Escape puts spotlight on staff-inmate relationships
NEWYORK — Training to work in maximum-security prisons includes stern warnings that add up to one message: Don’t get too close to the inmates.
Never treat the relationship as anything other than professional. Never reveal personal details an inmate could use to compromise you. And never forget you are dealing with hardened, often cunning criminals.
Investigators say prison tailor shop instructor Joyce Mitchell ignored those admonitions with frightening consequences, actually helping a pair of convicted killers make their breakout from upstate New York’s Clinton Correctional Facility. She pleaded not guilty Friday night to charges of felony promoting prison contraband and misdemeanor criminal facilitation linked to the escape.
It doesn’t have a catchy name like Stockholm syndrome — in which hostages become sympathetic to their captors — but the phenomenon of improper ties between inmates and prison staffers has been a touchy subject in corrections for years.
“It’s embarrassing to the industry, it’s embarrassing to management, but it occurs,” said Michael Alexander, who spent over a decade working in different prisons and who has written about inmate and staff relationships.

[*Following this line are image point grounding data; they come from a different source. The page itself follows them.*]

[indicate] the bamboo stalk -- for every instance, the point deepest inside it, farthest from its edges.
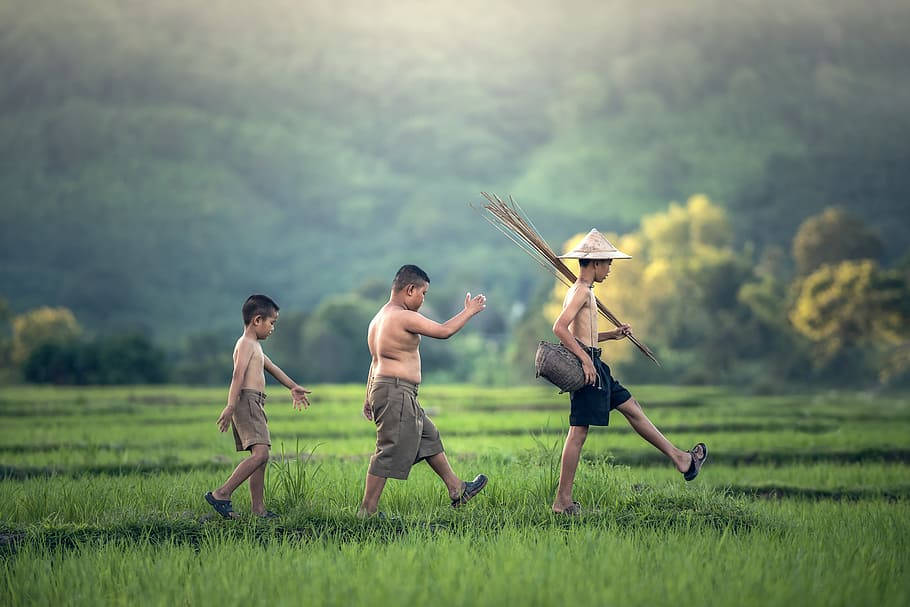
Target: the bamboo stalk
(510, 219)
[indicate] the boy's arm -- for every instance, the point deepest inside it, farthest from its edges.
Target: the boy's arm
(367, 409)
(619, 332)
(298, 393)
(561, 330)
(420, 324)
(241, 362)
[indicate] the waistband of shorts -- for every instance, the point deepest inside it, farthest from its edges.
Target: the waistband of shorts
(593, 350)
(396, 381)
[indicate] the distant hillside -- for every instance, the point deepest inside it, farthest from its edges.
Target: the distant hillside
(159, 161)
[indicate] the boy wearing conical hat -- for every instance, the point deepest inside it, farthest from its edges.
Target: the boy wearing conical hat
(576, 328)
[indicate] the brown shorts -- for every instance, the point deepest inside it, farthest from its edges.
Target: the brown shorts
(249, 422)
(404, 434)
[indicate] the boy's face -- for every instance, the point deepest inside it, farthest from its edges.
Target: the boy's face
(415, 295)
(602, 269)
(264, 325)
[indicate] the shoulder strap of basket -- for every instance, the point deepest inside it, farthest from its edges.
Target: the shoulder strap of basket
(591, 304)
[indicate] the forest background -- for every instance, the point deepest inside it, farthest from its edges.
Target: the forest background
(159, 162)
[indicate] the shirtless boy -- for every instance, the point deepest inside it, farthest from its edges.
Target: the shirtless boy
(576, 328)
(245, 410)
(404, 434)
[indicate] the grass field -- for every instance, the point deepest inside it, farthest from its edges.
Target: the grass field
(805, 499)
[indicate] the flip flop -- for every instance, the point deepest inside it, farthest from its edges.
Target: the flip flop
(470, 489)
(697, 462)
(222, 507)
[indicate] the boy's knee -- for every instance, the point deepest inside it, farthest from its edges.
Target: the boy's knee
(578, 434)
(631, 408)
(260, 454)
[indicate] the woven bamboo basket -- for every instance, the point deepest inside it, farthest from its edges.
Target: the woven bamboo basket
(556, 364)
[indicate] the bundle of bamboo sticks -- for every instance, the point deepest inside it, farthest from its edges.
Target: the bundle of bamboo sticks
(514, 223)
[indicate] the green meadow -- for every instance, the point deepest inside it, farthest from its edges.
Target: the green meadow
(805, 499)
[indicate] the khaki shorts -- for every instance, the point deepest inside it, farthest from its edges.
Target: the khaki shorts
(404, 434)
(249, 421)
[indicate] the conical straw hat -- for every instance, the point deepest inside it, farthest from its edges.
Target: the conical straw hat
(595, 246)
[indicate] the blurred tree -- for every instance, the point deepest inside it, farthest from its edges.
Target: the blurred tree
(833, 236)
(335, 340)
(41, 326)
(5, 334)
(853, 304)
(207, 359)
(118, 359)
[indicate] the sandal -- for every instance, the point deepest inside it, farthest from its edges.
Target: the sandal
(697, 461)
(222, 507)
(469, 490)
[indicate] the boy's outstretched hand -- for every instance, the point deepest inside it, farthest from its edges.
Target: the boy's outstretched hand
(298, 394)
(224, 420)
(475, 305)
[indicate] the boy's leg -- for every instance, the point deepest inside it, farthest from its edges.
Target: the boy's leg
(440, 465)
(259, 457)
(648, 431)
(571, 453)
(371, 494)
(257, 486)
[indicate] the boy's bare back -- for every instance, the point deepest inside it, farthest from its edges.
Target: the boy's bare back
(394, 348)
(248, 349)
(583, 325)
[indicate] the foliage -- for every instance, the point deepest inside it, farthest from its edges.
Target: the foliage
(852, 304)
(119, 359)
(219, 149)
(831, 237)
(42, 326)
(334, 339)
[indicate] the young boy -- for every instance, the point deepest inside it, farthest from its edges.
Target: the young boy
(245, 410)
(576, 328)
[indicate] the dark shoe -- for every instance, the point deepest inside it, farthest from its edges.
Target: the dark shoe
(470, 490)
(573, 510)
(222, 507)
(698, 459)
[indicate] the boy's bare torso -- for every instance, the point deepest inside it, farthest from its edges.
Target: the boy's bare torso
(254, 376)
(394, 348)
(583, 326)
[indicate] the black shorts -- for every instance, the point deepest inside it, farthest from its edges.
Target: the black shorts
(591, 405)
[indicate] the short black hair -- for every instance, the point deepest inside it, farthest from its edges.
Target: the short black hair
(409, 275)
(258, 305)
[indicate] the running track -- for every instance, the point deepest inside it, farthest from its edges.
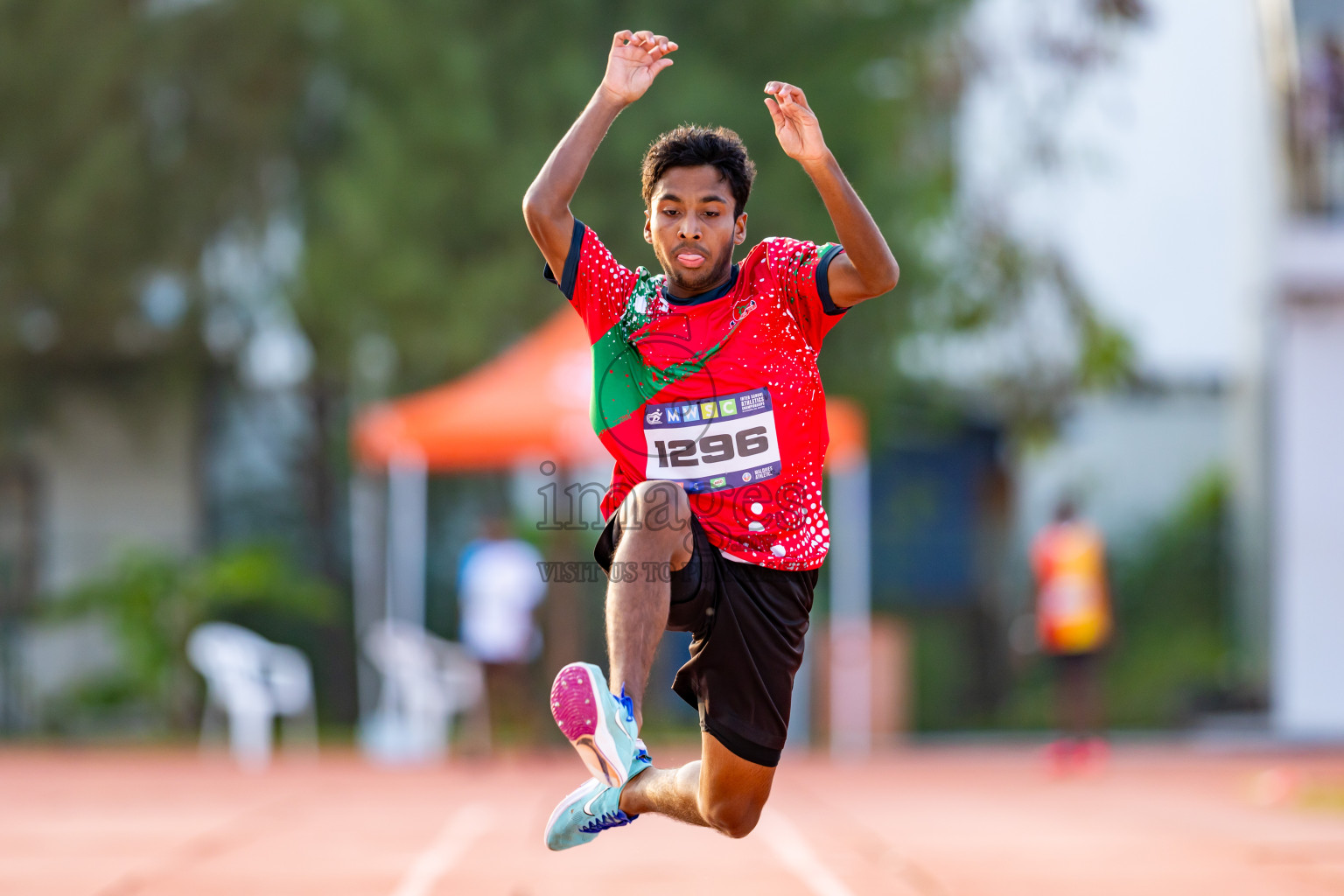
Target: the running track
(960, 821)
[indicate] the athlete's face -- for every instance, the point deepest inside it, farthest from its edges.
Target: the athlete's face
(691, 228)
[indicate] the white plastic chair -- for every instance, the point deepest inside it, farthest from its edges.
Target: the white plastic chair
(426, 682)
(253, 682)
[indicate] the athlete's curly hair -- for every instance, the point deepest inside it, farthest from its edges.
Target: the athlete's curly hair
(692, 145)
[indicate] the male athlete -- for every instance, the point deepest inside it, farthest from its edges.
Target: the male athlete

Immersed in a world of inmates who can be excellent manipulators, some prison workers wind up doing inappropriate things for them out of compassion, greed or romantic attraction, experts say. Other staffers are swayed by inmates’ threats to harm their loved ones or expose the workers for breaking a rule.
“You spend more waking hours with them than your family, you get to know them, you see them age over the years,” said Caterina Spinaris, executive director of Desert Waters Correctional Outreach, a training organization. “You have to be very cognizant of the need to maintain distance.”
In Mitchell’s case, she was investigated months before last weekend’s breakout over a pos- sible relationship with one of the escapees. The two were apparently separated for a while, but the investigation didn’t turn up anything that warranted firing or disciplining her, District Attorney Andrew Wylie said.
Court documents say she smuggled hacksaw blades, chisels, a punch and a screwdriver bit to help the men escape.
On Saturday, the huge manhunt resumed, with more than 800 law officers concentrating in a rural area in the Adirondacks around the prison in Dannemora.